By Kathryn Reed
KINGS BEACH – Is it a campground or is it a resort? Is it enhancing or hurting existing recreation? Is it a precursor for future development on the ridge? Is it precedent setting? Will it add to already heavy traffic on the North Shore?
These are just a few of the many questions the Tahoe Regional Planning Agency Governing Board will have to answer as the proposed Brockway Campground makes its way through the planning, permitting and approval process.
On Wednesday the proponents, Mountainside Partners (formerly East West Partners), spelled out plans to turn an undeveloped parcel off Fibreboard Freeway into a 550-site campground that would include tent camping, RVs and ecoshelters.
More than 200 people turned out for the nearly 2½-hour presentation. All of the 27 individuals who spoke were against the project.
The Sept. 23 unveiling gave the Governing Board an opportunity to learn about the controversial project without an action required. The application was submitted in July. An environmental impact report and environmental impact statement will be required.

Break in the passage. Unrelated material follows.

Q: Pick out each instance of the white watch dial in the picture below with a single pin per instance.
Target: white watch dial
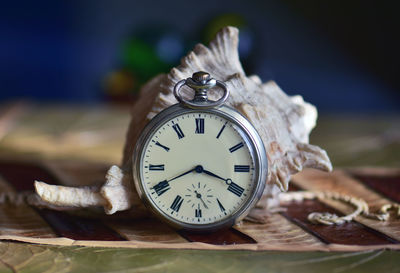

Proponents were a bit contradictory in describing the terrain – at first saying how it is a disturbed site because of all the logging that has gone on there in the past (the land is owned by Sierra Pacific Industries), but then invoking how going forward it will be treated like a national park, with a bit of reverence.
Angela Lin with Square One said light from the campground would not be visible from North Shore towns. Many in attendance did not agree with that conclusion.
Attorney Lew Feldman touted the recreation benefits. The audience said a massive campground would negatively impact the current hiking and mountain biking by putting development in the middle of the forest.
In addition to the camping, there will be a swimming pool, lodge for dining and other structures.
Traffic concerns were repeated by many. Fibreboard Freeway, which is a misnomer because it is really a pothole filled U.S. Forest Service road, is off Highway 267 near Northstar. People wonder what the campground would do to already congested roads, as well as what the air quality impacts would be.
When TRPA votes on the project five of the California representatives will have to say yes for it to pass.
Detractors are already lining up.
“This is really blurring the definition between a campground and a resort,” Hal Cole, who represents South Lake Tahoe on the TRPA board, said. “This is not where I want a campground. This is hard to swallow on a lot of levels.” (He is a contractor by trade.)
Clem Shute, California governor appointee to the board, is weary of the former proposal of 112 residences for this site being “suspended” instead of “abandoned.” He called it suspicious and that it was like a threat to have it still lurking out there.
Shute and others pointed out how the Regional Plan says development should occur near urban areas or town centers, and that campgrounds per plan area statements should be near infrastructure. This proposal does not conform to those existing criteria.